ROAM: Recurrently Optimizing Tracking Model

We propose a tracking framework which is composed of two modules: response generation and bounding box regression, where the first component produces a response map to indicate the possibility of covering the object for anchor boxes mounted on sliding-window positions, and the second part predicts bounding box shifts from the anchors to get refined rectangles. Instead of enumerating different aspect ratios of anchors as in SiamRPN, we propose to use only one sized anchor for each position and adapt it to shape changes by resizing its corresponding convolutional filter using bilinear interpolation, which saves model parameters and computing time. To effectively adapt the tracking model to appearance changes during tracking, we propose a recurrent model optimization method to learn amore effective gradient descent that converges the model update in 1-2 steps, and generalizes better to future frames. The key idea is to train a neural optimizer that can converge the tracking model to a good solution in a few gradient steps. During the training phase, the tracking model is first updated using the neural optimizer, and then it is applied on future frames to obtain an error signal for minimization. Under this particular setting, the resulting optimizer converges the tracking classifier significant faster than SGD-based optimizers, especially for learning the initial tracking model.

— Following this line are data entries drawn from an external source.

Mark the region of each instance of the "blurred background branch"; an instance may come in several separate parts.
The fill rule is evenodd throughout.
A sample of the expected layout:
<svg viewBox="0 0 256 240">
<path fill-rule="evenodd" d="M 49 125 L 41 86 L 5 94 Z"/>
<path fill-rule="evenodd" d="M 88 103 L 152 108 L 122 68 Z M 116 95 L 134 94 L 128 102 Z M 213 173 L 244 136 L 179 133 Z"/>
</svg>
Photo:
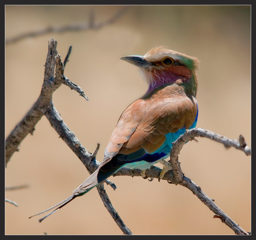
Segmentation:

In summary, our contributions are:

  • We propose a tracking model consisting of resizable response generator and bounding box regressor, where only one sized anchor is used on each spatial position and its corresponding convolutional filter could be adapted to shape variations by bilinear interpolation.
  • We propose a recurrent neural optimizer, which is trained in a meta-learning setting, that recurrently updates the tracking model with faster convergence.
  • We conduct comprehensive experiments on large scale datasets including OTB, VOT, LaSOT, GOT10k and TrackingNet, and our trackers achieve favorable performance compared with the state-of-the-art.